There's plenty more that can be done here, but hopefully this is easy to
agree on as a first step.
---
 dask/dataframe/io/parquet/utils.py | 4 ++--
 1 file changed, 2 insertions(+), 2 deletions(-)

diff --git a/dask/dataframe/io/parquet/utils.py b/dask/dataframe/io/parquet/utils.py
index 1344902af03..5e714322dad 100644
--- a/dask/dataframe/io/parquet/utils.py
+++ b/dask/dataframe/io/parquet/utils.py
@@ -174,7 +174,7 @@ def read_metadata(
 
     @classmethod
     def default_blocksize(cls):
-        return "128 MiB"
+        return "256 MiB"
 
     @classmethod
     def read_partition(
@@ -907,7 +907,7 @@ def _infer_split_row_groups(row_group_sizes, blocksize, aggregate_files=False):
     # Use blocksize to choose an appropriate split_row_groups value
     if row_group_sizes:
         blocksize = parse_bytes(blocksize)

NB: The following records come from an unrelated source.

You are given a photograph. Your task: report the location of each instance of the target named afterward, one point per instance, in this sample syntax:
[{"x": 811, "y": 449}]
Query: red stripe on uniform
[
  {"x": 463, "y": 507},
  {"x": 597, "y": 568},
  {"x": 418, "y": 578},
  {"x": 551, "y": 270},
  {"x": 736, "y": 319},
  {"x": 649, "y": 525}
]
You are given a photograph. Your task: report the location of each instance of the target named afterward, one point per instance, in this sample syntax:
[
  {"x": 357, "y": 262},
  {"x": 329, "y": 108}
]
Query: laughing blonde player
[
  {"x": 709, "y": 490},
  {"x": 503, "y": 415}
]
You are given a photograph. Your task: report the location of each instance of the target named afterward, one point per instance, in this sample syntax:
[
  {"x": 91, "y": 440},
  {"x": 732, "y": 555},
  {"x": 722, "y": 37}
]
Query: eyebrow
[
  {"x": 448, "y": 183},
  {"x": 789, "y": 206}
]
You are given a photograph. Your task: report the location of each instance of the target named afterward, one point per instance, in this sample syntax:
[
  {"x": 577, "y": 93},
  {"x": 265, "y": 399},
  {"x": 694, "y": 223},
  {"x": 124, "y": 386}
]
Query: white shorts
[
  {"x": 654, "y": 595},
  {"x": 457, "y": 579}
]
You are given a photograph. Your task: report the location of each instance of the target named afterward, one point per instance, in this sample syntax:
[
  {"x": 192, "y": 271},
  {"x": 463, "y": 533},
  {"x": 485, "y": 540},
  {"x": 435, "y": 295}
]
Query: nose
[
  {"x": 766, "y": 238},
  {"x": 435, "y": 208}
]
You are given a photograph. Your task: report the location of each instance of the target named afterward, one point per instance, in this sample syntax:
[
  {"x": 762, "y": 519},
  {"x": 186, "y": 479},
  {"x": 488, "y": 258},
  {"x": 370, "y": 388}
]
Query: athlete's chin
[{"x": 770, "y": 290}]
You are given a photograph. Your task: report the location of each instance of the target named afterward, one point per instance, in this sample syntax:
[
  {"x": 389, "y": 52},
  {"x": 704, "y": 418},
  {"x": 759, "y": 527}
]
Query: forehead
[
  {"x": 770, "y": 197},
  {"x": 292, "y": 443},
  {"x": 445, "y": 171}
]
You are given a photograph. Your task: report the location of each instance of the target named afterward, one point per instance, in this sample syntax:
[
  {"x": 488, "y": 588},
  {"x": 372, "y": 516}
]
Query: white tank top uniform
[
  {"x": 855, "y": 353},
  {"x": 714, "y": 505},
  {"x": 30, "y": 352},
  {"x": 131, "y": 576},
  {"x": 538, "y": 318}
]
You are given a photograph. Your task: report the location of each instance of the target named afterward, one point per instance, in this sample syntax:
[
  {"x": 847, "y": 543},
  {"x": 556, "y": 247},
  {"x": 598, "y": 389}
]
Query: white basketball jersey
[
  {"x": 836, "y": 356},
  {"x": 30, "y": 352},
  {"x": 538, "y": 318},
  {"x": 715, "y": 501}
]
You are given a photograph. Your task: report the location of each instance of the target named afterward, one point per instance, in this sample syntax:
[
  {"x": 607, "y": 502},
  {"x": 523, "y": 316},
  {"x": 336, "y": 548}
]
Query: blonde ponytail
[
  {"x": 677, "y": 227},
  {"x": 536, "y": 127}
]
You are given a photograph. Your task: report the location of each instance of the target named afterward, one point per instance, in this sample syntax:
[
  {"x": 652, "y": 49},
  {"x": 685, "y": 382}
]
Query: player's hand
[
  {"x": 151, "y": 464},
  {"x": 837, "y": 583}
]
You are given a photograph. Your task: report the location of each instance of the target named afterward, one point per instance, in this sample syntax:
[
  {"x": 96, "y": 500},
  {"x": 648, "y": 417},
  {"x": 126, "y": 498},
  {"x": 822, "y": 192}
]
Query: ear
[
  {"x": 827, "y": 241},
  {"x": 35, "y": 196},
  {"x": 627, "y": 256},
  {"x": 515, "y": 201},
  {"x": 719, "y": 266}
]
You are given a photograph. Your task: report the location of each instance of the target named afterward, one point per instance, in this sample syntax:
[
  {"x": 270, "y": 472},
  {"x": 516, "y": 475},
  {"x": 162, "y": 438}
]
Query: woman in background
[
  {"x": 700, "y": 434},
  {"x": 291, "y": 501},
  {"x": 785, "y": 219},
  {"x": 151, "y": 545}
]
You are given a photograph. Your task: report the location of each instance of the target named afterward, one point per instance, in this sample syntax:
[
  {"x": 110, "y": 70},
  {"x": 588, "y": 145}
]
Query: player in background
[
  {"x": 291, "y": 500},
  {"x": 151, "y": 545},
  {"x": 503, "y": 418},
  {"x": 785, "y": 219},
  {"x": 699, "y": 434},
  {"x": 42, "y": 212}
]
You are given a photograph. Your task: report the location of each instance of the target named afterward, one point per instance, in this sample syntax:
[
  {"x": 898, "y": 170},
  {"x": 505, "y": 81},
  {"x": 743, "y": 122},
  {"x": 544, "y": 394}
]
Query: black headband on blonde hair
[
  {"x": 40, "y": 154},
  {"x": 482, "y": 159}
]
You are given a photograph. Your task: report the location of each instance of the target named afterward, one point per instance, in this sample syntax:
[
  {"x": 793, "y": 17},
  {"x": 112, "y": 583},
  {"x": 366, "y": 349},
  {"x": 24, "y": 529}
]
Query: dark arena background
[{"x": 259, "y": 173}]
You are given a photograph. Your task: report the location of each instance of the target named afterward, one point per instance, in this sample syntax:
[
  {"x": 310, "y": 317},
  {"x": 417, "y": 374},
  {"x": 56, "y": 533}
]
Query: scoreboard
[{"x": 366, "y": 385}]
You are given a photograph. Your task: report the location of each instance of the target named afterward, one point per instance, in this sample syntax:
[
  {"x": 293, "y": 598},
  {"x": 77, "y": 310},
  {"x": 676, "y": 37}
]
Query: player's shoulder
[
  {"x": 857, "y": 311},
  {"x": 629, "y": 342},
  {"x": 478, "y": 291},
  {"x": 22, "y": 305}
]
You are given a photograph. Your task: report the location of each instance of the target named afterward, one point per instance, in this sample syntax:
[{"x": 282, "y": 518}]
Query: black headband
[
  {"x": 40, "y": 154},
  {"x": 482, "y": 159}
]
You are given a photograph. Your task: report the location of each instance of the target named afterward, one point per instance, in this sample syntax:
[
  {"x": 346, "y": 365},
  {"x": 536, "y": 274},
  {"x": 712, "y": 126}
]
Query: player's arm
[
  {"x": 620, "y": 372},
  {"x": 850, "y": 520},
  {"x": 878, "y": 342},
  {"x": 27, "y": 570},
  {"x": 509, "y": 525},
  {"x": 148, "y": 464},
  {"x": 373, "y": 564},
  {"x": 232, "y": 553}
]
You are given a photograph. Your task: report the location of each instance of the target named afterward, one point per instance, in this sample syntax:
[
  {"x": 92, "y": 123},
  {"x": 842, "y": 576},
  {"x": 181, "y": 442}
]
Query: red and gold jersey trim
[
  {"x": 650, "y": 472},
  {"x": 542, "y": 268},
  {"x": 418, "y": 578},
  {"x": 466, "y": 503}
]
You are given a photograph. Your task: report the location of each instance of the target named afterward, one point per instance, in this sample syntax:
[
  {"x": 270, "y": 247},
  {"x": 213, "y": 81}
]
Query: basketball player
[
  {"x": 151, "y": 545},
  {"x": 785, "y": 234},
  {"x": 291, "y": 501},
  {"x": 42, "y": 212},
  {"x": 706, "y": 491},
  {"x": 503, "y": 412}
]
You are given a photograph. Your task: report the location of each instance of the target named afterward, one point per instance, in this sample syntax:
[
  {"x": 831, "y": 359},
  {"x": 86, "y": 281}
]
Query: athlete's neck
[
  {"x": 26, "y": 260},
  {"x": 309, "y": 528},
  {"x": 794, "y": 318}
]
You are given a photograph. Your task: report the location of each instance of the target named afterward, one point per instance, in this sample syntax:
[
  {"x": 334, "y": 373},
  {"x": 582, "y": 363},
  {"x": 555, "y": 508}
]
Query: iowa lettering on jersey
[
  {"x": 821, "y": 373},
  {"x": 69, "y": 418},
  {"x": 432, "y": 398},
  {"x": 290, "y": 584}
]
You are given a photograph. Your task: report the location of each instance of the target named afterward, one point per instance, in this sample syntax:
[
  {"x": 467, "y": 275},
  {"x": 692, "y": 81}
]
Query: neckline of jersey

-        if aggregate_files or np.sum(row_group_sizes) > blocksize:
+        if aggregate_files or np.sum(row_group_sizes) > 2 * blocksize:
             # If we are aggregating files, or the file is larger
             # than `blocksize`, set split_row_groups to "adaptive"
             return "adaptive"